Half of working Americans in 2018 said they believe workers need strong unions, up from 40% in 2006. Among workers under 35, 60% favor strong unions at a time when union participation has been steadily dwindling.
Many measures of inequality still have not returned to where they were before the recession: The wealthiest Americans now hold a greater share of the nation's wealth. Middle-income households have less home equity. Median household income, adjusted for inflation, has barely budged in two decades.
And an analysis by the Federal Reserve Bank of St. Louis found that corporate profits have far outpaced employee compensation since the early 2000s.
Paul Nota of Needham Heights, Massachusetts, has worked at CVS since 2002, when he was in high school. Having graduated from college in 2008 with a degree in special education in the depths of the Great Recession, he couldn't find a job in his field.

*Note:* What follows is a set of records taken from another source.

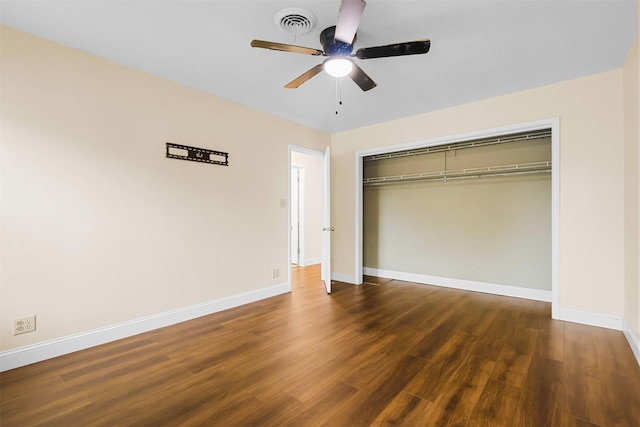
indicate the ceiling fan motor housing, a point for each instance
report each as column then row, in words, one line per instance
column 333, row 47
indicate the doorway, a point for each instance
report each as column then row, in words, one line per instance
column 306, row 208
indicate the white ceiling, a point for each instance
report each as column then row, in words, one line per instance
column 479, row 49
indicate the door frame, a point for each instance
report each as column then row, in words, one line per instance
column 551, row 123
column 300, row 210
column 310, row 152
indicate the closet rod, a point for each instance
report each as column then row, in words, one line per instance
column 462, row 145
column 490, row 171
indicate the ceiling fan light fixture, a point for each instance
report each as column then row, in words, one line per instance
column 338, row 66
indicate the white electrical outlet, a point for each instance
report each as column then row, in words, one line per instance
column 24, row 324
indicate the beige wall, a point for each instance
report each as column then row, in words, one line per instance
column 312, row 205
column 98, row 227
column 493, row 230
column 591, row 177
column 632, row 186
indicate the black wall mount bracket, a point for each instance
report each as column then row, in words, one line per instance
column 202, row 155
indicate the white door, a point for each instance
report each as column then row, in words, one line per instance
column 325, row 271
column 295, row 215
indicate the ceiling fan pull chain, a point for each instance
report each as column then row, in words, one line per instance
column 338, row 94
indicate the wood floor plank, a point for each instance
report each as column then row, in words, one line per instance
column 456, row 403
column 496, row 406
column 513, row 362
column 390, row 353
column 406, row 409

He stuck with the pharmacy chain, working in several roles - technician, supervisor, assistant manager. He likes the company. But he says it's changed, and not for the better.
In the past, Nota said, it seemed to him that CVS "thought of the employee first before anything else." It bestowed bonuses on work anniversaries and threw company barbecues to show appreciation. Those gestures have mainly gone away, he said, and the company is asking for more from its staff.
"Take a prescription off the phone from a doctor, go get drive through, go help the three people in line, pick up the three people waiting on hold," said Nota, 32. "Then lately there's talk that we're actually going to be vaccinating patients. We're going to be getting certified to actually give flu shots and stuff like that, but we're not going to get paid any extra."
A CVS spokesman, Mike DeAngelis, said the company has invested in tools to make workflows more efficient. New phone technology, for example, helps handle calls, and automation is increasingly used to communicate with doctors and receive new prescriptions.